Upon arrival, guests were greeted at the door by Keri Tate, co-founder of Resistor Sisterhood and Tena Haile, a member of Leadership Council. The ladies handed out buttons in support of the Resistor Sisterhood and cultural diversity. They were even generous enough to hand out more buttons in support of climate protection and social justice activism for button collectors who were told to take as many as they liked. The kindness and generosity of these ladies was a preview of things to come during the celebration.
Inside the boutique, guests stared in awe at some of the beautiful creations of local artists. The store is divided into sections and has many things to offer. Some sections feature many beautiful paintings by local artists hanging on the wall, while unique, handmade jewelry and clothing dangle from display racks, and handmade greeting cards sit neatly in their spinner racks. Other sections offer handmade bath and body products and even cutting boards for cooking. The boutique proudly displays Fair Trade signs throughout their store, letting you know that artists are paid a living wage for their crafts. As guests browsed racks, they dined on delicious cultural cuisine and a refreshing watermelon punch.

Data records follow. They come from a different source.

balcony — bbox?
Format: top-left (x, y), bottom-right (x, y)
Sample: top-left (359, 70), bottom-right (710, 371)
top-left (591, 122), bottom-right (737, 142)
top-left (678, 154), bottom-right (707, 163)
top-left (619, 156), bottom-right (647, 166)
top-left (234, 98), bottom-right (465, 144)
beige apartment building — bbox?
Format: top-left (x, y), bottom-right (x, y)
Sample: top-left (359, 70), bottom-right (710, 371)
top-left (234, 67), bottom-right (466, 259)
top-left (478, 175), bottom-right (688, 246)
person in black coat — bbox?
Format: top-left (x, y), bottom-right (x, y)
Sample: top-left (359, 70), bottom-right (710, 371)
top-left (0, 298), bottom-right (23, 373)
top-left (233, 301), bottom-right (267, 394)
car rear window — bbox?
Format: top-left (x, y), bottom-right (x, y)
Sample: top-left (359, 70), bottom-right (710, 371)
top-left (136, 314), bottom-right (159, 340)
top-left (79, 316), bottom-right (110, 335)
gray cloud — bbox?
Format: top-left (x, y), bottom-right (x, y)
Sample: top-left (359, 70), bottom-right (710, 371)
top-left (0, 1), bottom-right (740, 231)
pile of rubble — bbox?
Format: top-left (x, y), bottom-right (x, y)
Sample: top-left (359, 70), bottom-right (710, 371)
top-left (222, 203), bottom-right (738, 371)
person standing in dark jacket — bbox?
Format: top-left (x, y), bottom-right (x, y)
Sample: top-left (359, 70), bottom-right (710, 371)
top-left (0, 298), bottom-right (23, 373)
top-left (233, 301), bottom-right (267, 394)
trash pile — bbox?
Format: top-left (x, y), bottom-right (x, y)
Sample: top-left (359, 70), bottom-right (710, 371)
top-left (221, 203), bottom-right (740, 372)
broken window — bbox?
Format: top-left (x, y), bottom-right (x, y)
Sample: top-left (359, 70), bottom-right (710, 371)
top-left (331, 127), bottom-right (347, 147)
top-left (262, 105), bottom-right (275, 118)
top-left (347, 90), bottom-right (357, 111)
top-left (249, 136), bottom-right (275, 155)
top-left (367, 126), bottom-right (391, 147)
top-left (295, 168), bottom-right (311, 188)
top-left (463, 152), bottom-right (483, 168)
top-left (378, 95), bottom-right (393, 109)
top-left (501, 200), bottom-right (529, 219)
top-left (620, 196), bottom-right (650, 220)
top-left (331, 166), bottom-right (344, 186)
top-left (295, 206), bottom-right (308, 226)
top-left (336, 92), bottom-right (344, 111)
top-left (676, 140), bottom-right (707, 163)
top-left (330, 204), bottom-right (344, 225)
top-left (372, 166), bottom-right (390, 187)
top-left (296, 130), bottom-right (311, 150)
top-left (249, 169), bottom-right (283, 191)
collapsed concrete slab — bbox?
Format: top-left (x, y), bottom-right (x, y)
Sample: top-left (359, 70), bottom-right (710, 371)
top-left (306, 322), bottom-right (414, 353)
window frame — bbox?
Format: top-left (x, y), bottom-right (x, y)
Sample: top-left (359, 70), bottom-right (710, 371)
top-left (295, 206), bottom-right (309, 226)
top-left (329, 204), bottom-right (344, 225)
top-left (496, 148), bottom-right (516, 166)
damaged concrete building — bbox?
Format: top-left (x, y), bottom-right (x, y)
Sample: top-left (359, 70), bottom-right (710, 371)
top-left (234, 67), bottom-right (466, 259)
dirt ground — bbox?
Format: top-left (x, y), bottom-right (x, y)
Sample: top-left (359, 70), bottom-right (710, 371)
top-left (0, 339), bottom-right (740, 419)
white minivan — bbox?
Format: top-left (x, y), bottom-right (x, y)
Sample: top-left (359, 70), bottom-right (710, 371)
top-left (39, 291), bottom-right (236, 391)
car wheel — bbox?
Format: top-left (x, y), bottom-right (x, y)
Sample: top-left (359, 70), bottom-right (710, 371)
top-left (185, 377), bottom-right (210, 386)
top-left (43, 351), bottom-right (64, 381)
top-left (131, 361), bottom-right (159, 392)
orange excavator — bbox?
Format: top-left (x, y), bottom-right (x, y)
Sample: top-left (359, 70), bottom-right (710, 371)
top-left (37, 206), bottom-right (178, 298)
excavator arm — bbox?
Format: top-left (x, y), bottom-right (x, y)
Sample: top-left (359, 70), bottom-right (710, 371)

After socializing and filling their stomachs, partygoers were treated to a poetry reading. First up was a poem called “Home” by Warsan Shire. An adorable little girl named Rowan – one of the youngest members of Underground Railroad Poetry – read “I’m a Mexican” to the crowd. Afterwards, Davina wore a beautiful vintage cultural ensemble from Mexico that once belonged to her grandmother as she recited a poem. The poetry recital ended with “The Field Guide Ending in Deportation” by Marcelo Hernandez Castillo. Group pictures of attendees were taken, and the group moved outdoors for a special cultural dance performed by Dayna Bahena and Gabriel Botello, who are part of the UIS Baila Con Baile Monarcas dance team. The evening ended with relaxing meditation sessions and new friends exchanging numbers, with promises to get together again soon.